Tustin Memorial Academy teacher Courtney Smith rode on a convertible during a parade, traveled to Washington, D.C., and received $15,000 after being named an Orange County Teacher of the Year last spring.
But the best reward, she said, was having the chance to share teaching practices with other educators she’s met, mentoring colleagues at her campus, and using her status as one of the county’s top teachers to secure grants that helped improve technology and increase professional development at her school.
“It’s been an amazing year, and I’ve enjoyed every minute of it,” said the kindergarten teacher. “But overall, the award has allowed me to make stronger connections with my fellow teachers.”
Last May, the Orange County Department of Education selected five educators as 2017 Orange County Teachers of the Year. Besides Smith, the other four were Raquel Solorzano-Dueñas, a U.S. history teacher at Western High in Anaheim Union; Matthew Bidwell, a science teacher at South Junior High School, also in Anaheim Union; Kristine Clarke, a science teacher at Dana Hills High in Capistrano Unified; and Steven Bautista, a professor at Santa Ana College.
Each winner received a $15,000 cash prize courtesy of the Dr. James Hines Foundation, and was presented with additional prizes by sponsors Disney and SchoolsFirst Federal Credit Union. The department will name a new batch of Orange County Teachers of the Year next month.
For Smith, a veteran teacher of 19 years, the last 12 months included a ride atop a convertible during the annual Tustin Tiller Days parade where she wore a sash and waved at the crowd “like a beauty pageant winner,” she said.
Her principal also chose Smith to accompany her to Washington, D.C. for a ceremony honoring National Blue Ribbon Schools, which Tustin Memorial won last year. She put into savings much of the $15,000 prize. But she plans to use some of the cash to travel with her husband and three children to Cabo San Lucas this summer, where she hopes to swim with dolphins.
Still, Smith said her most memorable experiences have to do with how the award affected her work in the classroom, and at her school.
“It became a lot easier to reach out and work with other teachers,” Smith said. As part of being a Teacher of the Year, Smith traversed the county and state, meeting with different educators to share her classroom techniques and philosophy.

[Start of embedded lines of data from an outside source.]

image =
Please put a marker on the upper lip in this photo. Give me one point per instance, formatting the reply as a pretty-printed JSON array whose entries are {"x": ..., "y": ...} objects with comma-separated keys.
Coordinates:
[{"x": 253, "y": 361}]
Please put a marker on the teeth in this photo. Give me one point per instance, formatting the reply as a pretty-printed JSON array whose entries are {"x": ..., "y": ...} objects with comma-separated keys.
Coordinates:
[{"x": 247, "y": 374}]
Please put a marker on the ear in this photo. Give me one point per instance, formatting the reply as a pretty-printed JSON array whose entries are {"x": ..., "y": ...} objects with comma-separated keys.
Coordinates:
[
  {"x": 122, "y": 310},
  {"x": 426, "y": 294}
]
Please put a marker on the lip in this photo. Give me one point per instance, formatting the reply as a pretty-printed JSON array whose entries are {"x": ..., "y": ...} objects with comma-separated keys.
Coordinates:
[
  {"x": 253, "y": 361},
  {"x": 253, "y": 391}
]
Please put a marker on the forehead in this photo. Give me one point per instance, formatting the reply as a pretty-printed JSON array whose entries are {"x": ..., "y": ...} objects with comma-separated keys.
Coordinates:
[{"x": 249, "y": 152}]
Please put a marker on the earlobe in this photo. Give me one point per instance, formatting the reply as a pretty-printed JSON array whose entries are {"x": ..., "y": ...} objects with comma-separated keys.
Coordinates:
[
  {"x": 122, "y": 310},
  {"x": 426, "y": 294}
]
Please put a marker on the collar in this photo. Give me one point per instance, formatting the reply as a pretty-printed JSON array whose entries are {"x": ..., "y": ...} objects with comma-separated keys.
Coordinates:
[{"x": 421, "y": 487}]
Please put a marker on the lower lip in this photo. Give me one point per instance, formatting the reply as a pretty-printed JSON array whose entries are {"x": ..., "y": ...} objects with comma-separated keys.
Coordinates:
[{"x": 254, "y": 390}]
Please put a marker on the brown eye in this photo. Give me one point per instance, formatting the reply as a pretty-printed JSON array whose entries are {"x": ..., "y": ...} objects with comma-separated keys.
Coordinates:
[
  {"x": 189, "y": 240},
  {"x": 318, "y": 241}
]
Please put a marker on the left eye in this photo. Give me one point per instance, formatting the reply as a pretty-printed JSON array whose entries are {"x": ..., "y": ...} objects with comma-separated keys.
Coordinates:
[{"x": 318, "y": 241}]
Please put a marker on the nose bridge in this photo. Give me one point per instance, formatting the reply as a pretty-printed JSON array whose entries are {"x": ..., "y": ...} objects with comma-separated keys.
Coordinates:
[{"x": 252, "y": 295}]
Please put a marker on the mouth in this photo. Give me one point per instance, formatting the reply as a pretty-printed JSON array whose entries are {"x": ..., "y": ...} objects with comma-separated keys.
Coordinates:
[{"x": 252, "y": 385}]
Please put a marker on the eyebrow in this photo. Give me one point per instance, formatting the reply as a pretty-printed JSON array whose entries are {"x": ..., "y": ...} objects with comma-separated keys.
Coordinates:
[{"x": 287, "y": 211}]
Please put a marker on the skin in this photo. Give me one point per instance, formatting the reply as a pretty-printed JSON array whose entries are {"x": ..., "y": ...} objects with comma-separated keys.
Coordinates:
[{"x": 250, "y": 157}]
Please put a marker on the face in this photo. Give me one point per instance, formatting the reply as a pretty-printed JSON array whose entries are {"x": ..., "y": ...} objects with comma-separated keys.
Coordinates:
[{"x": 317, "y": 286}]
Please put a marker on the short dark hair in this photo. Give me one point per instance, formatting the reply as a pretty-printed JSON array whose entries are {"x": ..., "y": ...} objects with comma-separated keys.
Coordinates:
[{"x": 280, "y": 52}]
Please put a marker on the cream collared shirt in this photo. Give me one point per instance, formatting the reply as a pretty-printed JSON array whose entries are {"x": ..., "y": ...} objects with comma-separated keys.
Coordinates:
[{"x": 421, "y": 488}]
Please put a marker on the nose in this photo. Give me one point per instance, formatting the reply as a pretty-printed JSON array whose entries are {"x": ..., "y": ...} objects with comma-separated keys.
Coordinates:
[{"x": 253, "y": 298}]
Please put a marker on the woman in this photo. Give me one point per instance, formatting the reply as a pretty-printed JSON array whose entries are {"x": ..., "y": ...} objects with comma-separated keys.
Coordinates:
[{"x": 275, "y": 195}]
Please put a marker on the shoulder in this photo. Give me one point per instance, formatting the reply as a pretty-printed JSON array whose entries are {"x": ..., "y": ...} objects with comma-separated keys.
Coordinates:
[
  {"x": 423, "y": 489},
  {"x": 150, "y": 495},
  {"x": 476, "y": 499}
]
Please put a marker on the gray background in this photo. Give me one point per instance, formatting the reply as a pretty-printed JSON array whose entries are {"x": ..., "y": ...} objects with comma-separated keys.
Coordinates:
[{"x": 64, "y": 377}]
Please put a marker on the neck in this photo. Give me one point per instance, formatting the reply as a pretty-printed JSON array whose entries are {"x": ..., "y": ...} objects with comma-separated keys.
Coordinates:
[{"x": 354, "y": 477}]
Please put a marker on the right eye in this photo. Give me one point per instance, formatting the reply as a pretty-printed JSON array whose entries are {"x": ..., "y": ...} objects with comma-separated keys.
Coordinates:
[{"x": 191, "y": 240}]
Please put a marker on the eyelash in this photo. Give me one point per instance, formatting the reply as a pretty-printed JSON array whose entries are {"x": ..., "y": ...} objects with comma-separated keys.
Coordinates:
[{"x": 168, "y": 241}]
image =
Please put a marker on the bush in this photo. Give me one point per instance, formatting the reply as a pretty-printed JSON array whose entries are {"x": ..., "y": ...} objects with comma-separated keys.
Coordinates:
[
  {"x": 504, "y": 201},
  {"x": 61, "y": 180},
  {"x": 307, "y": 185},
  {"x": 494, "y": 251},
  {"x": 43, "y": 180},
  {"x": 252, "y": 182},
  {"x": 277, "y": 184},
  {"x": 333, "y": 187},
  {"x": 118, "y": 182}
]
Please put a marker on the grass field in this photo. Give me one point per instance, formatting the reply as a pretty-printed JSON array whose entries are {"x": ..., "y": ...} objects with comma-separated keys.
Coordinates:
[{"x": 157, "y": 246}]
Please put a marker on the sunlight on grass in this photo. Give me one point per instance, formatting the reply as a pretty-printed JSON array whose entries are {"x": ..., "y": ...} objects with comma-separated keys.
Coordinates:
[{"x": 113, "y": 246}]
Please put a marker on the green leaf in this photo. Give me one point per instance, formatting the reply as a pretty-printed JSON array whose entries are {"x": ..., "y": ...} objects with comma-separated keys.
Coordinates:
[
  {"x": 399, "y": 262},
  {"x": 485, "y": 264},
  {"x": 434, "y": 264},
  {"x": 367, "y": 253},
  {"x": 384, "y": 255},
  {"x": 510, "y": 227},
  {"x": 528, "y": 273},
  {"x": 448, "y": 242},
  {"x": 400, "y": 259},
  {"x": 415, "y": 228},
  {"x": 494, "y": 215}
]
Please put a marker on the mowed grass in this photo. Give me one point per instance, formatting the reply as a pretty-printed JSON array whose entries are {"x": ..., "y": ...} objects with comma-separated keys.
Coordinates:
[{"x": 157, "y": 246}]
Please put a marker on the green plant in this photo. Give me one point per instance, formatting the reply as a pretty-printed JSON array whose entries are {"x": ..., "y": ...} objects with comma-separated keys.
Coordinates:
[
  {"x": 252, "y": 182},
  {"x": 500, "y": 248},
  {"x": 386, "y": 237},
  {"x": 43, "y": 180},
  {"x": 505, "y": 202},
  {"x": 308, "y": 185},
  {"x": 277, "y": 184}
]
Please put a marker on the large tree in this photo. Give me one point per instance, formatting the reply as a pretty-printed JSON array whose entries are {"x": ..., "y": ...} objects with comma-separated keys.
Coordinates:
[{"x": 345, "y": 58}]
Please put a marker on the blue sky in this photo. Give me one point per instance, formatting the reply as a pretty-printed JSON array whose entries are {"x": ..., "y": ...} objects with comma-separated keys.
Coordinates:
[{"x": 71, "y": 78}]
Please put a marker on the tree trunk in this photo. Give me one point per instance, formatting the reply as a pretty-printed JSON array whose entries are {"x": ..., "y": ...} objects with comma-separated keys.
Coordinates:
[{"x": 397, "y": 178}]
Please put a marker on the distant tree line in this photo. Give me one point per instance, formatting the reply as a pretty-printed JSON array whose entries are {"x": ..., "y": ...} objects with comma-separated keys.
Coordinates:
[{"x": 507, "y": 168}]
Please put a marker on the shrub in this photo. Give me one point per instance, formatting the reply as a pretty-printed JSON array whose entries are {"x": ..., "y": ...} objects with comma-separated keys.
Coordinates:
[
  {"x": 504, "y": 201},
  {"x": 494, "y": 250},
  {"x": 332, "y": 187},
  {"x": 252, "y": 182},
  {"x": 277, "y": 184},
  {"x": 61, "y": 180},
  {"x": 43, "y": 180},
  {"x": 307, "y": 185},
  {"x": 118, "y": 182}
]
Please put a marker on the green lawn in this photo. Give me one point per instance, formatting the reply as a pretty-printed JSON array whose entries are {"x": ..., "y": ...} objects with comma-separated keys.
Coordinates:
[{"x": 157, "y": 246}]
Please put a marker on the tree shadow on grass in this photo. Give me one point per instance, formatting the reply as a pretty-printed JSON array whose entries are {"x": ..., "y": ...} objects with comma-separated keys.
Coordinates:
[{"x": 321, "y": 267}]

Through the lesson, students use teamwork and critical thinking to solve a series of challenging math, science, language and other classroom puzzles in order to open the locked box. The puzzles can be geared for students in any grade level. Smith has helped dozens of other teachers across her school and other campuses introduce the program as part of their regular lessons.

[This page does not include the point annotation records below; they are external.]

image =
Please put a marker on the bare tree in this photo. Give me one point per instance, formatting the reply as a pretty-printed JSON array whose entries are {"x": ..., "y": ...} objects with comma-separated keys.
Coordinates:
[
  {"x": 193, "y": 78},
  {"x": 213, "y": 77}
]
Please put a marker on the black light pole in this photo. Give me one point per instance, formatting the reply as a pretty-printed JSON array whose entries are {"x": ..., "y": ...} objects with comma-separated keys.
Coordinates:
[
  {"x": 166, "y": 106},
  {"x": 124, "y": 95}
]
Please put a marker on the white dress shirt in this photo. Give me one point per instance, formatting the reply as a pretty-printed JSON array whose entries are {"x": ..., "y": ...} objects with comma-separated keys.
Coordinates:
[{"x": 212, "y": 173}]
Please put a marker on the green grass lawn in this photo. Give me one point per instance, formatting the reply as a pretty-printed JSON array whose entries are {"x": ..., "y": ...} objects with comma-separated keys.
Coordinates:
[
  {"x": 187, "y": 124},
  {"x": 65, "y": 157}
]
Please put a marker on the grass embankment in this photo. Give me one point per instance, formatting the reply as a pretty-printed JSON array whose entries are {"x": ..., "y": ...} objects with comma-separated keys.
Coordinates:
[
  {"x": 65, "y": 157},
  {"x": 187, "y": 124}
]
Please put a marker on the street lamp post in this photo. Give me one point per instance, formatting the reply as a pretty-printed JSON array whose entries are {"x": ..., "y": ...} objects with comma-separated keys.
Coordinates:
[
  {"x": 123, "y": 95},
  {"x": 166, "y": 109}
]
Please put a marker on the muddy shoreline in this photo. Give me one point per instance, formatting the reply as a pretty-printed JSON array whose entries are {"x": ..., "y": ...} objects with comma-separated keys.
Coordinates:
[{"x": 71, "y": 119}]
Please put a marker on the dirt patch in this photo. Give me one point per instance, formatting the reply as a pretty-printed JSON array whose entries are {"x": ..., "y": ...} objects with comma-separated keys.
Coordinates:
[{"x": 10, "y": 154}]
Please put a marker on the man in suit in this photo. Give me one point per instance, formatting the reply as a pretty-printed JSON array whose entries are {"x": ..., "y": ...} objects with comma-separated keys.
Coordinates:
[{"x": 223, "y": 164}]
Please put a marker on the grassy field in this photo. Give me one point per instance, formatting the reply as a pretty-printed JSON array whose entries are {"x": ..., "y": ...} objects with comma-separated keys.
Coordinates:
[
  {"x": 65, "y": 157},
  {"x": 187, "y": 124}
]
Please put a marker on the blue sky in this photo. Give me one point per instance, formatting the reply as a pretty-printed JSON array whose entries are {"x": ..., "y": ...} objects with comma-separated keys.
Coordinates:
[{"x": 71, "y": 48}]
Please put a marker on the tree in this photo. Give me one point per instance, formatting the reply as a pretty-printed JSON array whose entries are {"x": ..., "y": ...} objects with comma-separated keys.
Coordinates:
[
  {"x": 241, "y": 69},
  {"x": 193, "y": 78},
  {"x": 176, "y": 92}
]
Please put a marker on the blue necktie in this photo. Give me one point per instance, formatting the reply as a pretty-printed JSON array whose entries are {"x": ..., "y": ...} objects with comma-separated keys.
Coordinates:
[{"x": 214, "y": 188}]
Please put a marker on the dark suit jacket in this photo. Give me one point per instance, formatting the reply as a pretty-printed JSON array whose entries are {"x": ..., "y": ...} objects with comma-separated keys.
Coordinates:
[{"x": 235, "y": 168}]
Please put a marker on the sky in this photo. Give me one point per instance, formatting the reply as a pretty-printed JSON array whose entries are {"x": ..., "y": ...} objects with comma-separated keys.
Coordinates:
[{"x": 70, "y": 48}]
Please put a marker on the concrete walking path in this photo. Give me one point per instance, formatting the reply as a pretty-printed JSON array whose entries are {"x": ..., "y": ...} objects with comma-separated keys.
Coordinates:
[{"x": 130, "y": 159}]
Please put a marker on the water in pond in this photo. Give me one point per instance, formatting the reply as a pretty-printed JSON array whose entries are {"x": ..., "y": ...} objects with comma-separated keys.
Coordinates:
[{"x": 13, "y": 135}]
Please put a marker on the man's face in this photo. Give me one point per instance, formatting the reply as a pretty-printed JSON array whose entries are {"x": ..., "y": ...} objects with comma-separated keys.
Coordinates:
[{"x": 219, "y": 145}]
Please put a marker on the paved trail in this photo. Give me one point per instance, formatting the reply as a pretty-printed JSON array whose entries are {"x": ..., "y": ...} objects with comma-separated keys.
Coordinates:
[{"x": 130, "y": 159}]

Smith also helped Tustin Memorial secure three grants over the past year — one to fund a school wide STEM Innovation Lab, another to create a program to boost parental involvement, and the third to send teachers from her school to an upcoming math conference in Seattle.
“Courtney is definitely something special,” said Tustin Memorial Principal Sharon Maeda. “She is the type of person who gets an idea in her head and figures out how to make it work.”
As a Teacher of the Year, Smith is helping choose finalists for this year’s upcoming award. She’s been sorting through candidate applications in recent weeks, and said each time she reads through one, she feels incredibly humbled for being chosen a top teacher last year.
“This makes me realize how many truly great teachers we have here in Orange County,” she said.